バンテン州タンゲラン県などで今年に適用される地域最低賃金(UMK)をめぐる問題がほぼ収束した。インドネシア経営者協会(Apindo)が州政府に確定済みの最低賃金の見直しを訴えていた裁判を撤回することで労使が合意したためだ。ただ企業によっては適用の免除を申請できるため、労働組合は不満を抱いており、デモ決行の懸念が残されている。

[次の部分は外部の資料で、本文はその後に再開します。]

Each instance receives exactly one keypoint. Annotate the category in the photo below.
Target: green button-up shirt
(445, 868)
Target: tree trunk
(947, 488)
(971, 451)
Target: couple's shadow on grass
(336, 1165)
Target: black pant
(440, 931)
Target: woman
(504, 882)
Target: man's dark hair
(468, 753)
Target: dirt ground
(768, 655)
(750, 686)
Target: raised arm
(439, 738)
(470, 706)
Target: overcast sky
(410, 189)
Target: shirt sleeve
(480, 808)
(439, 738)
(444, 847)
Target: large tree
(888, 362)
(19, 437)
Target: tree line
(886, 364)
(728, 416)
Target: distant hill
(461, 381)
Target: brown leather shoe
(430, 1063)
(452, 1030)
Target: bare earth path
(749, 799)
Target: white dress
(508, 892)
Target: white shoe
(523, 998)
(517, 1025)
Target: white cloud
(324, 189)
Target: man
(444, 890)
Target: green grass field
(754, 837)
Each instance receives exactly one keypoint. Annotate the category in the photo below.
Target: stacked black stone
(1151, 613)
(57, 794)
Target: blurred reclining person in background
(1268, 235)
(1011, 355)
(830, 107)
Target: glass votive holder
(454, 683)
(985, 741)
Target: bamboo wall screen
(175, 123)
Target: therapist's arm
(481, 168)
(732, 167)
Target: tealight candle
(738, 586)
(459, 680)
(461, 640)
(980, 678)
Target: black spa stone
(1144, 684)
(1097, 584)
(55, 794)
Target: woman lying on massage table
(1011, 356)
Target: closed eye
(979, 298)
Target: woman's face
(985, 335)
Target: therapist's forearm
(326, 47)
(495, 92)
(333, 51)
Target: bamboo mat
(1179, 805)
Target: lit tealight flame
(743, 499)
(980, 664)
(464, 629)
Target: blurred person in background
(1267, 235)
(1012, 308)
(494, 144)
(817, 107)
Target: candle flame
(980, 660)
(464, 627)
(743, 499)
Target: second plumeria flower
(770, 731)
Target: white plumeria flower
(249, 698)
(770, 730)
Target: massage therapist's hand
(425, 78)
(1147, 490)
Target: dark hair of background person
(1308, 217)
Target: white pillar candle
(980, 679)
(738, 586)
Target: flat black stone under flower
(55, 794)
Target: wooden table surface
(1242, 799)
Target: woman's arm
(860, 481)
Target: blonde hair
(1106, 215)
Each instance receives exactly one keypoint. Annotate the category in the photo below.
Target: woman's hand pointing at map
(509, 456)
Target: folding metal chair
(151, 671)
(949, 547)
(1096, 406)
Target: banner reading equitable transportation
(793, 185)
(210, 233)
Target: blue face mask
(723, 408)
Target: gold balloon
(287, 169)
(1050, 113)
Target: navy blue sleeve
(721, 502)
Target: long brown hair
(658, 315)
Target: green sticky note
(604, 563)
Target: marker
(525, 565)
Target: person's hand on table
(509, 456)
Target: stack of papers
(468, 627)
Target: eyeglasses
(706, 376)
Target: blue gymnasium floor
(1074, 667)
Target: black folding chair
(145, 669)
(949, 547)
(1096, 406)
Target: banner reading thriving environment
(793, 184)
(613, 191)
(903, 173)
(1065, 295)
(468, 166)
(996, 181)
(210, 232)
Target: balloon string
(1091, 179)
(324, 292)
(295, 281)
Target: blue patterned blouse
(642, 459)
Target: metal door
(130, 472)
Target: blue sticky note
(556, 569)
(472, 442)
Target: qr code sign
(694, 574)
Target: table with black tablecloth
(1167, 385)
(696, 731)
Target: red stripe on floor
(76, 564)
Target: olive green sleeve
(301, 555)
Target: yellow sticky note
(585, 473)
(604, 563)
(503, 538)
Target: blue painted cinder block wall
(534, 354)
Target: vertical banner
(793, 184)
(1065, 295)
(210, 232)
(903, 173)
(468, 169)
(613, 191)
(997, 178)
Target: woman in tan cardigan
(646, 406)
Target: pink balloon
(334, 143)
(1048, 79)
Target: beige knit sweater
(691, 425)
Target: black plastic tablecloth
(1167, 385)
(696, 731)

地元各紙によると労使は1日に、ムハイミン労働移住相、ラトゥ州知事の立ち会いの下で先月に確定した最低賃金の水準をApindoが受け入れることで合意。同日に労組が実施を予告していた大規模なデモが回避された。

この結果、UMKはタンゲラン県が前年比22.86%増の152万7,150ルピア、タンゲラン市が同22.33%増の152万9,150ルピア、南タンゲラン市が22.74%増の152万9,150ルピアに確定し、引き上げ幅は当初の11%弱から倍増。経営者側が折れる形で妥結した。

一方で支払い能力のない企業が、州知事に対して最低賃金の適用を免除するよう要請できる条項が削除されなかったことから、労組内ではいまだに不満がくすぶっているもよう。

全インドネシア労連(KSPSI)同州支部のイマム支部長は「われわれの目的は半分しか達成されていない」と語り、9日に同州メラク港やスカルノ・ハッタ国際空港に接続する高速道路を封鎖すると宣言した。

タンゲランの今年のUMKは昨年11月に確定していたが、労働組合の強い抗議を受けて先月に上方修正されていた。修正は昨年に続いて2年連続。これに対し、Apindoは州知事を行政裁判所に提訴し、賃金の見直しを求めていた。